Joshua Bates was a late addition to the Turinglab delivery team. He joined after the BJSS Academy recognised that his skills in Angular were suited to the Turinglab learning platform and that the engagement would be valuable to his development.
He had previously worked on a similar stack, so without even touching the platform, Josh had a good idea where everything was. “It was a good transition,” he explains. “I could get stuck in right away without having to learn where everything was. I had used this stack before – but on a much smaller scale than the Turinglab platform.”
While Josh was fortunate to have previously worked on a similar stack, he is still learning new things. A massive learning experience came in the form of Cross-site request forgery (CSRF). Having never heard of the term before, Josh had to read up and learn how to do it. CSRF is a type of attack that happens when a malicious website or email causes a browser to perform an unsolicited action on a trusted site. “It isn’t really a massive issue on the application,” he explained. “But it could become a problem in the future, so we thought it best to resolve it at this early stage of the project.”
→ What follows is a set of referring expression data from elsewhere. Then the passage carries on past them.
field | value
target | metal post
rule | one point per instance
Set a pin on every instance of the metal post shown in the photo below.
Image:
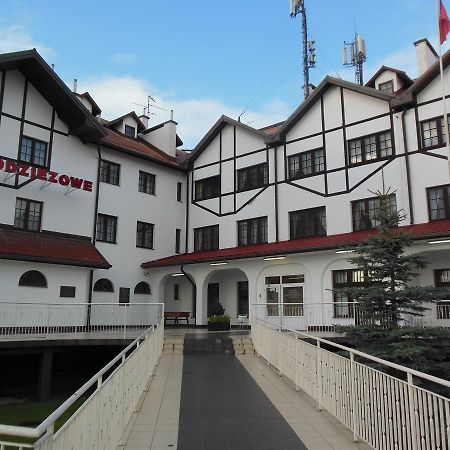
(125, 321)
(355, 419)
(412, 418)
(297, 362)
(319, 376)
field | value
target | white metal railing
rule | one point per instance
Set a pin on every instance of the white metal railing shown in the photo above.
(101, 420)
(325, 316)
(49, 319)
(387, 412)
This is a BJSS delivery, so there are standards and tools that were deployed to benefit the project and to maintain our strict quality standards.
“The first thing I did when was to roll out coding standards to the code base,” said Josh. “Standards are important because they tell the developers how they must write their code instead of leaving it them to interpret themselves. With coding standards, everything is formalised.”
He added: “Some of my team have also been working on guidelines for Continuous Integration (CI). It’s a development practice that requires developers to integrate our code into a shared repository several times a day. It means that what we create is tested on an environment other than our computers.”
When asked what the delivery team was doing to improve the application, Josh described that the best applications are coded accurately. While this might sound like an obvious statement, it means that the code shouldn’t only do its job well, but it should also be also easy to add to, maintain and debug. The Turinglab delivery team is applying BJSS best practices to make sure that this is the case.